CADA looks to legislature for first funding increase in eight years

Mar. 12—MANKATO — Despite a greater need for victim services at the Committee Against Domestic Abuse, executive director Jason Mack said the nonprofit hasn't seen a funding increase in more than eight years.

Even worse, one key source of federal funding looks likely to go down by about 25% this year. Another, from the state, could again remain flat if state lawmakers don't pass a proposed $25 million per year increase over two years — to be shared between CADA and other crime victim services providers across the state.

Without the state increase, Mack said, CADA would need to look at cutting direct service staffing levels by 43%.

The impact would be wide reaching across CADA's nine-county area, as those staff members work with hundreds upon hundreds of victims of sexual and domestic violence.

"It's going to impact over 1,000 people per year who currently have access to programming in our area," Mack said.

CADA currently serves between 2,000 to 2,500 people per year. There's more to the numbers, though, said Kristen Walters, CADA's development and communications manager.

"The time advocates spend with each person has increased," she said. "The complexity of everyone's situation has increased, so the numbers aren't necessarily telling the whole picture."

CADA leadership's hopes for a funding increase crumbled when the legislative session fizzled out last year. This year, Mack described feeling cautiously optimistic as the nonprofit works to educate lawmakers and the public on how funding isn't a given.

About 84% of CADA's revenue comes from grants from the Minnesota Department of Public Safety's Office of Justice Programs, or OJP. The grants include both state funding, the chunk that's long been flat, and federal funding, which fluctuates more year over year.

It's typical for crime victim service programs to rely on this grant funding, Walters said.

The federal funding, from the Victims of Crime Act, is partly tied to the number and type of federal prosecutions. A big case requiring high restitution payments goes on to help crime victim services organizations, but funding fell off in the later years of the Trump administration and hasn't yet rebounded during the Biden administration.

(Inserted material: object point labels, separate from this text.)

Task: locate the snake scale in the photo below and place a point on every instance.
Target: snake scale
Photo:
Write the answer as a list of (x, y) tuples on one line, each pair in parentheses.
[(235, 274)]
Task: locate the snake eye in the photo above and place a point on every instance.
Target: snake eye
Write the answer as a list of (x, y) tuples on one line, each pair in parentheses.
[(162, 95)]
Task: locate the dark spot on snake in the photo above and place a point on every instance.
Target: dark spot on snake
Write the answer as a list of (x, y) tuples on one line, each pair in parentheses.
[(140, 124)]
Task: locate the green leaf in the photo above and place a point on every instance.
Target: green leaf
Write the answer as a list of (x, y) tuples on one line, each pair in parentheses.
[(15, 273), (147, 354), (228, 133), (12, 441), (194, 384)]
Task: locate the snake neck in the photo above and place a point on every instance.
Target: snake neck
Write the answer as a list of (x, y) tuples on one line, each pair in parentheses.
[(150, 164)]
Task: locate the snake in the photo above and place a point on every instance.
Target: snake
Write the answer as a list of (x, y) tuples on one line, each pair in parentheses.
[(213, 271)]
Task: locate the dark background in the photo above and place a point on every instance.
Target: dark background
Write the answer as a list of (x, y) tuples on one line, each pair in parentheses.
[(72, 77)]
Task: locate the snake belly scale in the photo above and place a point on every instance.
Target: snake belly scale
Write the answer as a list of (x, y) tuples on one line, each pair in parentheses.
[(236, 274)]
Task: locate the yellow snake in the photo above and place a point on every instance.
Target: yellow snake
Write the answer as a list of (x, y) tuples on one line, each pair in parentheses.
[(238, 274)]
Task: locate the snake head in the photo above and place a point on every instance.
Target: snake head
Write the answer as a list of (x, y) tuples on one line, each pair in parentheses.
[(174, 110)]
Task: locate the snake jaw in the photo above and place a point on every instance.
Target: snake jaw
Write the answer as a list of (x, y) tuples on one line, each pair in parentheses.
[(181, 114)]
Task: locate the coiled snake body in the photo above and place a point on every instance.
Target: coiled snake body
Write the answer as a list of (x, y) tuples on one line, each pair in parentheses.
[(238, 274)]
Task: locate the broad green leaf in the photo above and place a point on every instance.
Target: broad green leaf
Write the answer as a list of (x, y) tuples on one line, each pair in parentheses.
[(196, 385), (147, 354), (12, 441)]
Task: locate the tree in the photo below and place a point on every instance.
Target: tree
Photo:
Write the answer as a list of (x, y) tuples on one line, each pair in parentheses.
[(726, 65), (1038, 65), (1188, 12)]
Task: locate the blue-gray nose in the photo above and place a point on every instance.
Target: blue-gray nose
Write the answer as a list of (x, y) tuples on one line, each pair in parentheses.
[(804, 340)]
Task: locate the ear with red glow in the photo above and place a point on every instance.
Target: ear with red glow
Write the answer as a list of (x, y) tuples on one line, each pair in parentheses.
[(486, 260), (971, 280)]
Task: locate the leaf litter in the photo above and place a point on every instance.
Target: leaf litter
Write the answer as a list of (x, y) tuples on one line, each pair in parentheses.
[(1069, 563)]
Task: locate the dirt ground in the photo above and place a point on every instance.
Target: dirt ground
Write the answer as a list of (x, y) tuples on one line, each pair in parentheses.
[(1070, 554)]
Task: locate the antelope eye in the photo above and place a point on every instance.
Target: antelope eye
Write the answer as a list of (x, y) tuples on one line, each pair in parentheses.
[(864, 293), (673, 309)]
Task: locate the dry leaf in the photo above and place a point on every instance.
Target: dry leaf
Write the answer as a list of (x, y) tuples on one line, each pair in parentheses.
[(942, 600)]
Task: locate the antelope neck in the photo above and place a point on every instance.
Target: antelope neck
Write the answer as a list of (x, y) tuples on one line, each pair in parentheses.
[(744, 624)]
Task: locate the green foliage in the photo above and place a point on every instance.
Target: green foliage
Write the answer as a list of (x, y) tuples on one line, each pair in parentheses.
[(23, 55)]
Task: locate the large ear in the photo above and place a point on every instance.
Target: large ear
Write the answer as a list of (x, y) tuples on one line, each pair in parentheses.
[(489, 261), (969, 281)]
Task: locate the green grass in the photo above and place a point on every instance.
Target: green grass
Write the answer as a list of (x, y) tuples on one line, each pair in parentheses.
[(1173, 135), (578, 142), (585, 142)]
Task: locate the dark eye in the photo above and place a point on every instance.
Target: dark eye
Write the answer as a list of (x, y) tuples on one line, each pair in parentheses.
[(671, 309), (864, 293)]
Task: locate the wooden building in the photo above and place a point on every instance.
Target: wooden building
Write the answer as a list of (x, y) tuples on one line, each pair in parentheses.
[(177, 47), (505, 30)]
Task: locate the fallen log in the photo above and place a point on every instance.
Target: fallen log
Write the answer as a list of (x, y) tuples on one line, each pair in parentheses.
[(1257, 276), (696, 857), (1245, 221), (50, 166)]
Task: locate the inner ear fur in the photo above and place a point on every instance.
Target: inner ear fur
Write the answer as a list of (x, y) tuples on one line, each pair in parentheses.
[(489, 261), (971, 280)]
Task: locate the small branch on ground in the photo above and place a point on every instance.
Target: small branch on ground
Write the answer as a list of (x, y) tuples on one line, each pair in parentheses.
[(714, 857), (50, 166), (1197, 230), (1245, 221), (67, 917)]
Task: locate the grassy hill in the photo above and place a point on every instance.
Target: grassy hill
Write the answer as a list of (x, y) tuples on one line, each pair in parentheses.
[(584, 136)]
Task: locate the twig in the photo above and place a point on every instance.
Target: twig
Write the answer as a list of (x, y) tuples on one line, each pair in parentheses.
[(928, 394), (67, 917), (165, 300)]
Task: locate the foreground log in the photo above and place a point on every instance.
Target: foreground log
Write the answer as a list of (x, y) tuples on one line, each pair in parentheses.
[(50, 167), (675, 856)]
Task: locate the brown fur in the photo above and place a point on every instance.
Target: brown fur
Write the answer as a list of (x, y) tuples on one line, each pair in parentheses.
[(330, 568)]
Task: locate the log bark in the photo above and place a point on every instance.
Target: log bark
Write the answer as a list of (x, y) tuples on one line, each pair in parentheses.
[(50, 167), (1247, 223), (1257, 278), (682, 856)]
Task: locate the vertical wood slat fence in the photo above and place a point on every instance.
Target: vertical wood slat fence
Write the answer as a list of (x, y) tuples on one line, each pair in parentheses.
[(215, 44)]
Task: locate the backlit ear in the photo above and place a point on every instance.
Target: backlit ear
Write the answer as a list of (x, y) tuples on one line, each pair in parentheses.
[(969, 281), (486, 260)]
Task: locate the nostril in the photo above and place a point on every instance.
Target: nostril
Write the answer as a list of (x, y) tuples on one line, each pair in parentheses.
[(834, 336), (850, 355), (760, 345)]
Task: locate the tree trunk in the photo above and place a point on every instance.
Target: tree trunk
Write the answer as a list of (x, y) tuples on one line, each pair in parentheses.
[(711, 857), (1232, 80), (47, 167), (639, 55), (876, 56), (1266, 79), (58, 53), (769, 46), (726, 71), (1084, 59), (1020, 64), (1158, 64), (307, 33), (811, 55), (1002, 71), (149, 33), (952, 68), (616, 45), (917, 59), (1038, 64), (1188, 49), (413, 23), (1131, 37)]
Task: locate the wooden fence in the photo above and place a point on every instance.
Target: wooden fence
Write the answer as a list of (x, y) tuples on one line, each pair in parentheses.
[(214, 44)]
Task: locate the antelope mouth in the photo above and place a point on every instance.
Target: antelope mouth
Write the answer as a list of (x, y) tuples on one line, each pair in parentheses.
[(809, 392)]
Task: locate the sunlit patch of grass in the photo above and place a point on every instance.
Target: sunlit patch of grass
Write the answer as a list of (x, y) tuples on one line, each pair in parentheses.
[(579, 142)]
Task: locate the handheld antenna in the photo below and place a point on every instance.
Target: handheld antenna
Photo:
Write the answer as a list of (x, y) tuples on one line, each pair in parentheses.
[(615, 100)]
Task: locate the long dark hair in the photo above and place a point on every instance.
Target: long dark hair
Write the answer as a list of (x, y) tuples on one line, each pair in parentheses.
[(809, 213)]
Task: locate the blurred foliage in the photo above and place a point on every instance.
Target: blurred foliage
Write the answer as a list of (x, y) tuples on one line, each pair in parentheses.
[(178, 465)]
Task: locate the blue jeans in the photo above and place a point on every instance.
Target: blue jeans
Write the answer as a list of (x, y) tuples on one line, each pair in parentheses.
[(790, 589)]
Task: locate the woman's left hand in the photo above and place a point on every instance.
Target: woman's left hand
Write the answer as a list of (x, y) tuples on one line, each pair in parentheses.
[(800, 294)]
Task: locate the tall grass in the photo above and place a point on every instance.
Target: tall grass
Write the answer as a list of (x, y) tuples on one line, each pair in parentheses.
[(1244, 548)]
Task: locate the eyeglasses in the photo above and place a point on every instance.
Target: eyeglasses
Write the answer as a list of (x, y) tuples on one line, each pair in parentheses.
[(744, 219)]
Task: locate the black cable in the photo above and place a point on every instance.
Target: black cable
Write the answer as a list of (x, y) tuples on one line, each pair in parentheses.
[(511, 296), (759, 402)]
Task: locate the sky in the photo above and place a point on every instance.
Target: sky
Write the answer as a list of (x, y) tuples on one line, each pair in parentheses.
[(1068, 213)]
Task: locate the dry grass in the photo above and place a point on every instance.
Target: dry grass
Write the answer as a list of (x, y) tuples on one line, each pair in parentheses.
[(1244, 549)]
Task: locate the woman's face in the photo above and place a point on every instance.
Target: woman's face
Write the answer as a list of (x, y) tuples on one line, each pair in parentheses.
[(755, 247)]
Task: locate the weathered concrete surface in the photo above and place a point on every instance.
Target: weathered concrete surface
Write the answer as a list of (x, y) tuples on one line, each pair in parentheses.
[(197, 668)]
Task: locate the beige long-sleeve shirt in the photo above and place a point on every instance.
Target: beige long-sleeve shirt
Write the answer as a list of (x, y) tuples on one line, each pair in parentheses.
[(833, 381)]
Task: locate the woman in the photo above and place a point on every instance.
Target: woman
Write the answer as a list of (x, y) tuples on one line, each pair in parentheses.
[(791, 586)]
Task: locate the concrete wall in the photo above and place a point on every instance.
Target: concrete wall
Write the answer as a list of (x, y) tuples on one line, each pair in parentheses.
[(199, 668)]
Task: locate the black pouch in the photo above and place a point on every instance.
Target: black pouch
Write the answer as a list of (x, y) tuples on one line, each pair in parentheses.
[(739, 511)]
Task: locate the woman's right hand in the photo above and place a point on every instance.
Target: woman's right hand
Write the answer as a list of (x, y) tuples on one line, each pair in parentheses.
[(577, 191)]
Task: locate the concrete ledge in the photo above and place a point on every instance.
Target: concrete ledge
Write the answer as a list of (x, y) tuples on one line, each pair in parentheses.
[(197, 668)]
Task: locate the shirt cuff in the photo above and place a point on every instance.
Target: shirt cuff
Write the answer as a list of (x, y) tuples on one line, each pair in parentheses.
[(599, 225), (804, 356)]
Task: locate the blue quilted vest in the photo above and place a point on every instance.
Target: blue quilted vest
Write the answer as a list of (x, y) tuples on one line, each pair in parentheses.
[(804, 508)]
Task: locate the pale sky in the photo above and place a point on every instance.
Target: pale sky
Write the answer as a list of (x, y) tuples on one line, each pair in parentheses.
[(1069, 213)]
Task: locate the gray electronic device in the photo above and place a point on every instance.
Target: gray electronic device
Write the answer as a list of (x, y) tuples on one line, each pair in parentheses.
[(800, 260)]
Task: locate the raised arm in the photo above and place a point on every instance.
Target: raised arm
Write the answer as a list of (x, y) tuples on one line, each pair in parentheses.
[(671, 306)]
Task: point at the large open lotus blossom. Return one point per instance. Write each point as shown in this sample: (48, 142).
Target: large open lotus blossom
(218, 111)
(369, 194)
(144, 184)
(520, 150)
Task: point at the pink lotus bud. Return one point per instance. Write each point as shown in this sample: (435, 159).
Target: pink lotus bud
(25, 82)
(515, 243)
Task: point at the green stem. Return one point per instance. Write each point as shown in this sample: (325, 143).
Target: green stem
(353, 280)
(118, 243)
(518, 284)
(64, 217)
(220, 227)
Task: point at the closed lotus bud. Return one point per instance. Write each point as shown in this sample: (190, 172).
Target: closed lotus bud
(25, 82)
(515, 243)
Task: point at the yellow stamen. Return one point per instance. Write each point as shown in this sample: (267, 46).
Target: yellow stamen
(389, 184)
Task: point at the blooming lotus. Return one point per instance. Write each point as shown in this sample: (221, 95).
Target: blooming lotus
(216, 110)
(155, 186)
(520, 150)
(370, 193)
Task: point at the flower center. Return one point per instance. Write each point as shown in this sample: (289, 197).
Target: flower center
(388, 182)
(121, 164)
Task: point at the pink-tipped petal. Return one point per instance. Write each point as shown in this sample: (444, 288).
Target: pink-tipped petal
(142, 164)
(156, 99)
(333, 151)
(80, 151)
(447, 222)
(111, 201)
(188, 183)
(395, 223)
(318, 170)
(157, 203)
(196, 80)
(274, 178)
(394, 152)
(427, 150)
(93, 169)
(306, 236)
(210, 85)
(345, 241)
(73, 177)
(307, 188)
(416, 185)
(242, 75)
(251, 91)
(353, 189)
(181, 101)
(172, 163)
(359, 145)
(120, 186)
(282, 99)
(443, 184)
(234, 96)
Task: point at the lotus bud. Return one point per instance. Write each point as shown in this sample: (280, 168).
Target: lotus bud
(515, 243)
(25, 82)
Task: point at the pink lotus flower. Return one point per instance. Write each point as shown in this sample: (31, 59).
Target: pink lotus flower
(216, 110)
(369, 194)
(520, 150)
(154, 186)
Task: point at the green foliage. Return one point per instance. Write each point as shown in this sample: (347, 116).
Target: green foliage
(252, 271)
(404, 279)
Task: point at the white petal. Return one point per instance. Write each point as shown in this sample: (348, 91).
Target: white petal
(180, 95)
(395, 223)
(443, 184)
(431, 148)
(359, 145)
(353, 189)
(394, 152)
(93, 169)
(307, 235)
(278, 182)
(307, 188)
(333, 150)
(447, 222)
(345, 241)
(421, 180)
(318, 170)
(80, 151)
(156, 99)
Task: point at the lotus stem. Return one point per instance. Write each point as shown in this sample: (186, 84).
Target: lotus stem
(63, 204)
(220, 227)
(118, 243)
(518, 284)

The result is CADA expects to receive a $230,000 reduction in federal funding. And while no state increase would be the worst case scenario, securing an increase merely improves the chances of CADA maintaining current support staff levels.

Increasing services, let alone increasing staff or investing in retaining staff in a competitive job market, would require a bigger funding increase, essentially establishing a new, sustainable baseline.

Funding for CADA, a vital partner to the Mankato Department of Public Safety, is critical, said Matt DuRose, deputy director of public safety.

"We really rely upon them for victim advocacy, and that can be through the court process, could be through protection orders, and it can be other parts of advocacy that we really need somebody to provide," he said. "CADA really fills that void."

CADA's statewide coalition partners will be rallying to raise awareness of their roles and funding situations at the Capitol on March 22. The groups will look to stir up support on both sides of the aisle for the grant increase and additional needs, after six DFL representatives authored the funding bill in the Minnesota House and Sen. Heather Gustafson, DFL-Vadnais Heights, authored a companion bill in the Minnesota Senate.